Os peptídeos de colagénio ocupam uma posição única no panorama da investigação de péptidos porque são a única classe no WikiPeptide com dados substanciais de ensaios controlados aleatorizados em humanos provenientes de múltiplos grupos de investigação independentes. Enquanto a maioria dos péptidos aqui abordados dispõe principalmente de dados pré-clínicos ou limitados em humanos, os peptídeos de colagénio foram investigados em numerosos ensaios controlados por placebo para endpoints de pele, articulações e osso, com meta-análises publicadas especificamente para os resultados de pele e articulações.
Uma distinção crítica para os investigadores é que a vitamina C (ácido ascórbico) é um cofator necessário para a prolil-hidroxilase, a enzima que hidroxila os resíduos de prolina no procolagénio para formar hidroxiprolina. Sem ascorbato adequado, este passo de hidroxilação não pode decorrer normalmente, e o procolagénio recentemente sintetizado é degradado antes da secreção pelos fibroblastos. É por isso que praticamente todos os protocolos de investigação publicados que estudam os peptídeos de colagénio para resultados no tecido conjuntivo coadministram vitamina C, tipicamente entre 50 e 200 mg, juntamente com a dose de peptídeos de colagénio. A ausência de coadministração de vitamina C é uma consideração metodológica importante ao interpretar ensaios negativos com peptídeos de colagénio.

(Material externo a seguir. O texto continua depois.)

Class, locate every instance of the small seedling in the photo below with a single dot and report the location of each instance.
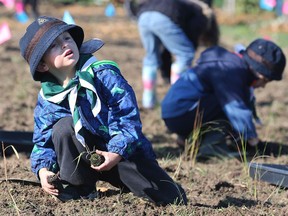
(95, 159)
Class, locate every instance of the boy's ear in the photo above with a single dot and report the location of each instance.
(42, 67)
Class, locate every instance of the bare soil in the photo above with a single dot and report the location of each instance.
(215, 186)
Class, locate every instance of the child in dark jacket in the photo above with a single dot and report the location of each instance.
(170, 32)
(219, 88)
(86, 105)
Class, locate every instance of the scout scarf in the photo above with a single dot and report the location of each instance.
(80, 85)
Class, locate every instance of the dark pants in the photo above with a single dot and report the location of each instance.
(142, 176)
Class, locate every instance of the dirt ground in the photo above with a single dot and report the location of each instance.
(215, 186)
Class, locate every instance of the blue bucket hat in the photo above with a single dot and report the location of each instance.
(266, 58)
(40, 35)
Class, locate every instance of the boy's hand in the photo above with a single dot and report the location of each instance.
(49, 188)
(111, 159)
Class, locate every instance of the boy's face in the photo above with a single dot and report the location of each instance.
(62, 55)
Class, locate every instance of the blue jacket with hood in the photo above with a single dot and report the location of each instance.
(220, 73)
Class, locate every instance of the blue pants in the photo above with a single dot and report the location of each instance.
(156, 30)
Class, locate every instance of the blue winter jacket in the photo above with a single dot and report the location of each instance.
(118, 122)
(224, 75)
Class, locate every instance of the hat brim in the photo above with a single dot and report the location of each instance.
(260, 68)
(76, 33)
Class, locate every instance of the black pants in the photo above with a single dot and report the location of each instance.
(142, 176)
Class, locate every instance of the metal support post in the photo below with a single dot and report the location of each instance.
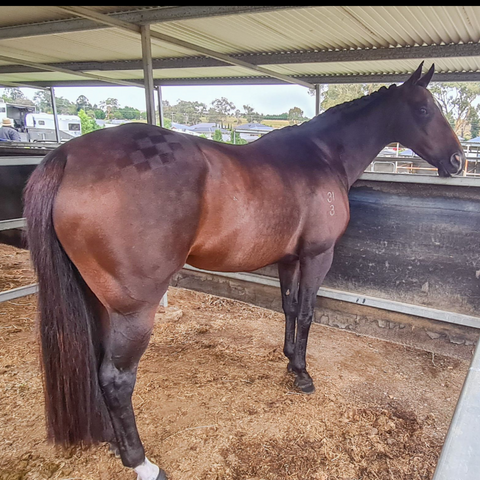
(460, 456)
(55, 116)
(317, 99)
(148, 73)
(160, 106)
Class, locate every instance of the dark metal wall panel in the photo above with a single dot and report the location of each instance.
(411, 243)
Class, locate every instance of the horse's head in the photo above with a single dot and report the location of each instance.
(421, 125)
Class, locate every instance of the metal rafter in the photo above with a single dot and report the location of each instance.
(140, 16)
(113, 22)
(43, 66)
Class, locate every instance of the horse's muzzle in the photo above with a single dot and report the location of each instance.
(457, 161)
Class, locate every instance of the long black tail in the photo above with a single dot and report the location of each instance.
(68, 323)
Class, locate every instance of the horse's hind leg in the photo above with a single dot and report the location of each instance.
(289, 274)
(312, 273)
(126, 338)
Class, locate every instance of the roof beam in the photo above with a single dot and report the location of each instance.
(139, 16)
(107, 20)
(331, 56)
(316, 79)
(43, 66)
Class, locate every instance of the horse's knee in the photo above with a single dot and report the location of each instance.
(117, 385)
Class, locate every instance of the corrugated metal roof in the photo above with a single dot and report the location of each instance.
(350, 42)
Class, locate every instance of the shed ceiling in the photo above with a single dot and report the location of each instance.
(329, 44)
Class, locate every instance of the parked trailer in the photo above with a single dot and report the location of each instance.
(41, 127)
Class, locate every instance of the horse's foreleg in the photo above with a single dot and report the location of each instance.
(289, 275)
(125, 341)
(312, 273)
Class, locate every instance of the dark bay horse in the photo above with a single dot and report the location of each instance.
(112, 215)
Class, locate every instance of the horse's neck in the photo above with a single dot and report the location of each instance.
(359, 139)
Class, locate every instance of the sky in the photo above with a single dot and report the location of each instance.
(264, 99)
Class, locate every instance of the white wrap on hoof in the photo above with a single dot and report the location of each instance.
(147, 470)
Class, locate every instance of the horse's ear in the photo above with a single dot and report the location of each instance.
(415, 76)
(425, 80)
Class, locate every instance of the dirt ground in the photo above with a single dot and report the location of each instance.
(214, 400)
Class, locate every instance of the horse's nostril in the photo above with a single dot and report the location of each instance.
(456, 161)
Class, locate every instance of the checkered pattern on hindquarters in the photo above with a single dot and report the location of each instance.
(153, 150)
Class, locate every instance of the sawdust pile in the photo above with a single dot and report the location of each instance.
(214, 401)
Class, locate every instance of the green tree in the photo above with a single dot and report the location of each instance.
(82, 103)
(65, 107)
(474, 123)
(88, 123)
(15, 95)
(223, 107)
(109, 106)
(295, 116)
(248, 111)
(129, 113)
(235, 138)
(217, 136)
(43, 101)
(457, 102)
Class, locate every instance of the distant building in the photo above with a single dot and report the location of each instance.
(179, 127)
(253, 128)
(208, 129)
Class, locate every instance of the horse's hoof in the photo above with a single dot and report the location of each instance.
(304, 383)
(114, 449)
(162, 475)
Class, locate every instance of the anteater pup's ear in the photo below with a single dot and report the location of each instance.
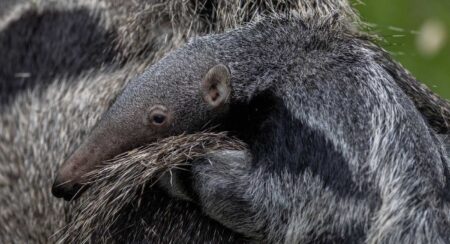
(216, 86)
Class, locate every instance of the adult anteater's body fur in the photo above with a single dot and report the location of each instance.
(59, 99)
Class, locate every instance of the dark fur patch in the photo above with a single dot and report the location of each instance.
(40, 46)
(136, 225)
(295, 148)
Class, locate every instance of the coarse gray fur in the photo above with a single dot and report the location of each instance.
(35, 134)
(53, 91)
(325, 82)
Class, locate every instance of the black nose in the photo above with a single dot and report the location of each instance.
(68, 191)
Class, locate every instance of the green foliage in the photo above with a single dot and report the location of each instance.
(417, 33)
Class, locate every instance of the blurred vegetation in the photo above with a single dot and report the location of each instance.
(417, 34)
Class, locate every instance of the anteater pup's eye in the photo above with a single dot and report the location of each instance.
(158, 119)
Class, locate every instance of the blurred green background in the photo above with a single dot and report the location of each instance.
(417, 34)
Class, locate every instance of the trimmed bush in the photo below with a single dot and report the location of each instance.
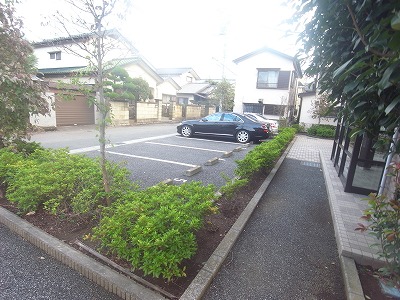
(325, 131)
(60, 182)
(154, 229)
(263, 156)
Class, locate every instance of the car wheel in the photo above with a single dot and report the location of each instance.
(242, 136)
(186, 131)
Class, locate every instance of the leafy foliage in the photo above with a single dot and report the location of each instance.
(383, 216)
(320, 108)
(263, 156)
(223, 94)
(355, 52)
(154, 229)
(60, 182)
(20, 94)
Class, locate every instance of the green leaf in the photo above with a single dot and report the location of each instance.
(395, 22)
(392, 105)
(341, 69)
(385, 81)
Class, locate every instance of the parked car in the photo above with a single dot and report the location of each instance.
(226, 124)
(274, 125)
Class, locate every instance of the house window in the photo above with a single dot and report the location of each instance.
(273, 79)
(55, 55)
(267, 78)
(274, 109)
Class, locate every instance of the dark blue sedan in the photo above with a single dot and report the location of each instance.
(226, 124)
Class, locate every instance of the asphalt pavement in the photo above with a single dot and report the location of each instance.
(288, 248)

Peptídeos de Colagénio (Colagénio Hidrolisado)
O membro principal e mais investigado desta classe. Produzido por hidrólise enzimática do colagénio nativo, mais comumente a partir de pele bovina (tipos I e III) ou de fontes marinhas de peixe. A investigação demonstrou a biodisponibilidade oral de fragmentos bioativos chave e a sua acumulação na pele, cartilagem e tecido ósseo. Vários ensaios aleatorizados relatam melhorias na elasticidade da pele (8 a 12 semanas com 2,5 a 10 g por dia), na dor articular em atletas e doentes com osteoartrite (12 a 24 semanas com 5 a 10 g por dia), e na densidade mineral óssea em mulheres pós-menopáusicas (12 meses com 5 g por dia). Disponível como suplemento oral de amplo acesso sem necessidade de receita médica ou supervisão clínica na maioria das jurisdições.